In this example we will read data from a CSV file and insert it into an Iceberg table using the S3Tables catalog. Start by setting up Frostbow. Please refer to the Installation guide or have a look at How to setup Frostbow on EC2.
As a first step create a Table bucket in the AWS console with the name my-prefix-warehouse
. Make sure you or the EC2 instance you're running on has the required permissions to access the new table bucket. You can find more information here.
You can start the Frostbow CLI with:
frostbow -u arn:aws:s3tables:us-east-1:123456789:bucket/my-prefix-
In the next step we will create an external table for a csv file that is stored in S3. Creating external tables enables to reference the CSV files by SQL identifiers. Additionally we can specify the schema that is to be expected in the csv file.

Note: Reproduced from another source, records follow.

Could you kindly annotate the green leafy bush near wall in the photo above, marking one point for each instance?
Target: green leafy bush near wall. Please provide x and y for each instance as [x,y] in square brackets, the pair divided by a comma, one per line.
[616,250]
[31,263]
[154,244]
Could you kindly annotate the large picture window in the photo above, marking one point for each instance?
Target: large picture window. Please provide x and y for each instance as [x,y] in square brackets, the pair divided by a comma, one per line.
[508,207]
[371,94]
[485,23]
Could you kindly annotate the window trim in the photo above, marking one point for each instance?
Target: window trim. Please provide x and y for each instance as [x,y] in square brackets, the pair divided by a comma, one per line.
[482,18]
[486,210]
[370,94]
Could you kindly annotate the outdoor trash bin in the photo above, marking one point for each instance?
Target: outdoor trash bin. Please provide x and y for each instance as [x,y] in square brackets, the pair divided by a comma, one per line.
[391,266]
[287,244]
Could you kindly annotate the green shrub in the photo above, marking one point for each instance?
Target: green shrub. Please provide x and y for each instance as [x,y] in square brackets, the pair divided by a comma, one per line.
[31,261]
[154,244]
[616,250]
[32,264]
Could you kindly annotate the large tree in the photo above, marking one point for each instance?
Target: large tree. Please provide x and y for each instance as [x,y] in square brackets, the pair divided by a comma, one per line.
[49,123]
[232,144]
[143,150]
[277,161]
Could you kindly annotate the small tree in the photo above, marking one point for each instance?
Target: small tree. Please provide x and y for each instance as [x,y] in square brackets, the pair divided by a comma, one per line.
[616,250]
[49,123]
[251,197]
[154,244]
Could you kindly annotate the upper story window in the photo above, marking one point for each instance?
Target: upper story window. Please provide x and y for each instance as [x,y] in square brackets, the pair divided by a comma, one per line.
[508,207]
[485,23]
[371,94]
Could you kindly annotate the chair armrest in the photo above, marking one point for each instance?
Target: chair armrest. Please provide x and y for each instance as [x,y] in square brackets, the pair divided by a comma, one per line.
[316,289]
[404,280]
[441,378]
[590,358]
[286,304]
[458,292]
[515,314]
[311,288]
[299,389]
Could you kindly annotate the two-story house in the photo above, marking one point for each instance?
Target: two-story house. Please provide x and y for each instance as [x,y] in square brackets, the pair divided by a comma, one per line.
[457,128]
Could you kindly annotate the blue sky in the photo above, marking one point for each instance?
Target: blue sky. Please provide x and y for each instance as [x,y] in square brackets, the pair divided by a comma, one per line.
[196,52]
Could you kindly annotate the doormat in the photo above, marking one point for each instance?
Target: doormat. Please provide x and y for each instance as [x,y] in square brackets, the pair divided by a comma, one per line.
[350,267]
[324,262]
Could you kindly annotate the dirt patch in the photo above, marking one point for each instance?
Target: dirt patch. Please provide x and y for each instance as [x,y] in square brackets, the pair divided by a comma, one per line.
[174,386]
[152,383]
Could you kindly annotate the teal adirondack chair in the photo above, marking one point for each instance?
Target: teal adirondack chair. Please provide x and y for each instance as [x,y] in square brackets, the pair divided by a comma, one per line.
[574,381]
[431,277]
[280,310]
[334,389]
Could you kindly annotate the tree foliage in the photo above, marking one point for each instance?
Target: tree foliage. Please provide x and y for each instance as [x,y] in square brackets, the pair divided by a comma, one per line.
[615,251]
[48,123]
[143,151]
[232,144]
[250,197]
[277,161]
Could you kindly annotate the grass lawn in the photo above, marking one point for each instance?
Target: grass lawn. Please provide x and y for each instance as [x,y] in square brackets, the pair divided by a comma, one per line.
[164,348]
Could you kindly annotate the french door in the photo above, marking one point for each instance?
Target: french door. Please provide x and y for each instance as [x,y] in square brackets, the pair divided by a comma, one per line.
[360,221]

CREATE EXTERNAL TABLE lineitem (
L_ORDERKEY BIGINT NOT NULL,
L_PARTKEY BIGINT NOT NULL,
L_SUPPKEY BIGINT NOT NULL,
L_LINENUMBER INT NOT NULL,
L_QUANTITY DOUBLE NOT NULL,
L_EXTENDED_PRICE DOUBLE NOT NULL,
L_DISCOUNT DOUBLE NOT NULL,
L_TAX DOUBLE NOT NULL,
L_RETURNFLAG CHAR NOT NULL,
L_LINESTATUS CHAR NOT NULL,
L_SHIPDATE DATE NOT NULL,
L_COMMITDATE DATE NOT NULL,
L_RECEIPTDATE DATE NOT NULL,
L_SHIPINSTRUCT VARCHAR NOT NULL,
L_SHIPMODE VARCHAR NOT NULL,
L_COMMENT VARCHAR NOT NULL ) STORED AS CSV LOCATION 's3://iceberg-tpch-csv/lineitem.csv' OPTIONS ('has_header' 'false');
Next, we need a schema for the S3Tables we want to create. The following command will create the tpch
schema. Execute this only if you haven't created the schema before.
CREATE SCHEMA warehouse.tpch;
The next command will create the corresponding S3Tables table we want to insert the csv data into. We will partition the table by shipdate
to speed up queries.
CREATE TABLE warehouse.tpch.lineitem (
L_ORDERKEY BIGINT NOT NULL,
L_PARTKEY BIGINT NOT NULL,
L_SUPPKEY BIGINT NOT NULL,
L_LINENUMBER INT NOT NULL,
L_QUANTITY DOUBLE NOT NULL,
L_EXTENDED_PRICE DOUBLE NOT NULL,
L_DISCOUNT DOUBLE NOT NULL,
L_TAX DOUBLE NOT NULL,
L_RETURNFLAG CHAR NOT NULL,
L_LINESTATUS CHAR NOT NULL,
L_SHIPDATE DATE NOT NULL,
L_COMMITDATE DATE NOT NULL,
L_RECEIPTDATE DATE NOT NULL,
L_SHIPINSTRUCT VARCHAR NOT NULL,
L_SHIPMODE VARCHAR NOT NULL,
L_COMMENT VARCHAR NOT NULL ) STORED AS ICEBERG LOCATION '' PARTITIONED BY ( "month(L_SHIPDATE)" );
Finally we can insert the data from the csv file into the newly created Iceberg table. Notice that we can reference the csv file as lineitem
.
INSERT INTO warehouse.tpch.lineitem select * from lineitem;